DARK SHADOWS FORUMS
Members' Mausoleum => Calendar Events / Announcements Archive => Calendar Events / Announcements '25 I => Calendar Events / Announcements '07 I => Topic started by: David on May 25, 2007, 03:49:34 PM
-
I haven't gotten it yet, it's on order, but McFarland Publishing has a new book called
The Changing Vampire of Film & Television.
A collage on the cover includes a shot I've seen elsewhere from 1968 of JF as Barnabas.
David
-
Indeed! Below is the link to Amazon. (hopefully it will work)
The Changing Vampire of Film And Television: A Critical Study of the Growth of a Genre (http://www.amazon.com/Changing-Vampire-Film-Television-Critical/dp/0786426764/ref=sr_1_1/105-1812647-7978849?ie=UTF8&s=books&qid=1180111800&sr=1-1)
-
Buzz!! Is it really you?
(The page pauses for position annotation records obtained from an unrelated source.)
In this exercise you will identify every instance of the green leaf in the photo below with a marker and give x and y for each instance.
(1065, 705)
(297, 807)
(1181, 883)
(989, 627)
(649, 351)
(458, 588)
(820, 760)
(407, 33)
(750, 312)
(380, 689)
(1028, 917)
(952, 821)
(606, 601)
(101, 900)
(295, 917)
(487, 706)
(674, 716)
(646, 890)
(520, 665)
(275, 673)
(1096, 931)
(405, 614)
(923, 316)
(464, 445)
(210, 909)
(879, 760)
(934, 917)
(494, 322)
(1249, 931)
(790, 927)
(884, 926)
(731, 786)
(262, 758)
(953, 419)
You've been missed. Go over to Caption This and make fun of stuff immediately.
-
A collage on the cover includes a shot I've seen elsewhere from 1968 of JF as Barnabas.
Actually, it's a publicity shot from '67 for the Maggie kidnapping storyline. :) Anyone who has DVD set #1 will probably recognize it as the photo used for the postcard in that set. ;) And I believe it or a variation of it appears in the PomPress books...
-
Thanks, MB. I KNEW I'd seen that pic before.
Welcome back, Buzz.
Your irreverence was both missed & needed.
David
-
I would order this book with caution. McFarland deserves credit for publishing works that attempt a scholarly look at horror/fantasy films, but are notoriously high-priced.
I special-ordered "Terence Fisher: Horror, Myth and Religion" at my local bookseller, and was sorely disappointed when it came in and I saw how thin it was (208 pages.) But I felt obligated to purchase it, and the title and synposis intrigued me nonetheless. When I got it home and cracked it open, more disappointment ensued - it read more like an average college thesis than the work of a competent scholar/author.
McFarland has released a lot of books - surely some of them are good, hopefully this one will be.
-
I would order this book with caution. McFarland deserves credit for publishing works that attempt a scholarly look at horror/fantasy films, but are notoriously high-priced.
Unfortunately, $30-35 for a paperback from an academic press isn't out of the ordinary. I know someone who published a book within the past year or so through McFarland. They tend to publish stuff that wouldn't fly with some of the stodgier presses, usually involving the intersection of academia and pop culture. They're hardly iUniverse, but not everything they publish is wonderful, but you could say the same thing for Cambridge, Oxford, Routledge, or any other academic press (or any mass market press).
-
Apparently this was the guy's master's thesis: http://www.nu.edu/Community/AlumniandFriends/Newswire/newswiredec_20_2005/classnotes122005.html
-
Hey Buzz, welcome back. Where you been???